Monday, February 29, 2016

Arab Spring Part II

"We have one demand: employment."
"People don't have money. We are sick with worry about food and electricity."
Shamseddine Tlilli, 30, computer science master's degree

"The government asks us to submit projects, but then there are a whole lot of obstacles. You have to know someone or have money to bribe. If I had money, I would not be here."
"We asked the government to negotiate with us because we have ideas and solutions."
Ibrahim Omri, textile engineer
Tunisia protests
Protesters shout slogans across from government offices in Kasserine, Tunisia, Amina ben Aziza, Reuters

The inspiration for the Arab Spring that flooded the Middle East after the protest self-immolation of a fruit street vendor harassed over a license in 2011 did have the effect of unseating the-then government of Tunisia, but Mohamed Bouazizi's self-sacrifice has not, five years later, resulted in relief from unemployment and distress for other young Tunisians.

Like Bouazizi who was a representative of the poor who could aspire only to vending fruit as an itinerant peddler, the highly educated youth of Tunisia find themselves just as frustrated by an employment market shut to their professions, skills and wish to work.

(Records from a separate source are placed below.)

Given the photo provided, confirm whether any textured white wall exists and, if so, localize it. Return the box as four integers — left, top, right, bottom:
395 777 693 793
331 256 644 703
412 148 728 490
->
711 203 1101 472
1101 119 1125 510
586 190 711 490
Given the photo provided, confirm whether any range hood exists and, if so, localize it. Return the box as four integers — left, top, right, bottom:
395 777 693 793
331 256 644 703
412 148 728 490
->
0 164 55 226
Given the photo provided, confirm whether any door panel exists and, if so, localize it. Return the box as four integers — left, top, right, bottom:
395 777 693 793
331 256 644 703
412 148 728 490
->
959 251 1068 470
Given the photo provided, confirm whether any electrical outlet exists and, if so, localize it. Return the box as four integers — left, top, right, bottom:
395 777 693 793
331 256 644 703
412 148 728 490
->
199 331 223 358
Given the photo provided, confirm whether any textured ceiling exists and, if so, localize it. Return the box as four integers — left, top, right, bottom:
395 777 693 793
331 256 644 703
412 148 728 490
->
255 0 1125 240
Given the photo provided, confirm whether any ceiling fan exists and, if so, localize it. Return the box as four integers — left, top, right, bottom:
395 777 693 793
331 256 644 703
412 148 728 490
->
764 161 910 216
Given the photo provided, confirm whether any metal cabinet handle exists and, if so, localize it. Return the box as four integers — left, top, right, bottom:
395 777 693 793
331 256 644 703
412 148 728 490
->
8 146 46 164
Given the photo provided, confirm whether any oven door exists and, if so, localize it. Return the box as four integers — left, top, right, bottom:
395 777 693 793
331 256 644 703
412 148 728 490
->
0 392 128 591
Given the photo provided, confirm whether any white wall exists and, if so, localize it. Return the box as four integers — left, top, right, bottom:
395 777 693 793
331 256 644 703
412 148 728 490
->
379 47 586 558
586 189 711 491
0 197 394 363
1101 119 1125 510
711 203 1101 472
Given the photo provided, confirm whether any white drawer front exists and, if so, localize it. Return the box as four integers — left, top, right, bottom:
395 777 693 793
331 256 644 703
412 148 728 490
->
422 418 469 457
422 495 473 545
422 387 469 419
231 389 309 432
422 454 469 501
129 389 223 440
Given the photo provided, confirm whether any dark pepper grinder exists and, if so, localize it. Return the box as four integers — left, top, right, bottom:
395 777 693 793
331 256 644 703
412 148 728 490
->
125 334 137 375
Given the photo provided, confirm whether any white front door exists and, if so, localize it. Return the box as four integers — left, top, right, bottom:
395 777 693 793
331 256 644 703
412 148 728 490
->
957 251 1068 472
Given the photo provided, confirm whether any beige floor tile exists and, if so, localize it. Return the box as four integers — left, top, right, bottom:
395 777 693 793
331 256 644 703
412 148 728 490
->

In Kasserine, a provincial capital with a population of 400,000 jobless youth are desperate.

Some declare hunger strikes, several hundred among them lay siege to a governor's office for weeks. Unemployed young people with degrees have heard more than enough promises that the revolution would make a meaningful change in their lives. But the impoverished town, whose residents are anxious to see investment to help their economy, aren't likely to any time soon, given the military operations and clashes with an Islamic insurgency set up in camps in mountains outside the town.

The young protesters in the town are disappointed and frustrated that their advanced academic and professional degrees have done little to advance their interests. Jobs are scarce, and thoughts of moving to larger cities are non-starters, given the expense. They see a solution of some kind in government relaxing conditions for loans given to young entrepreneurs willing to begin their own businesses.

Pervasive corruption, they claim, impedes those few programs designed by government to generate jobs. "People are sick of the governments words", said Ahmed Rahall 24, with his master's degree in business management, jobless nonetheless. Some among his group of protesters have had training courses for entrepreneurs. Their biggest complaint is that banks are unprepared to fund them with startup money insisting on down payments that are unaffordable.

President Beji Caid Essebsi characterizes the far left representing the students with their demands as being as dangerous as Islamist extremists who commit terrorist attacks. /The mayor of Kasserine, Ridha Abbassi who had, as an academic supported the 2011 revolution, speaks of his position as one of crisis management: "I feel all the time I am walking on fire. The town is boiling and bubbling."

And Tunisia is considered to be the sole exception to the failures, some of them as spectacular as the massive breakdown of Syria, of the Arab Spring revolt against traditional Middle East and North African government authority.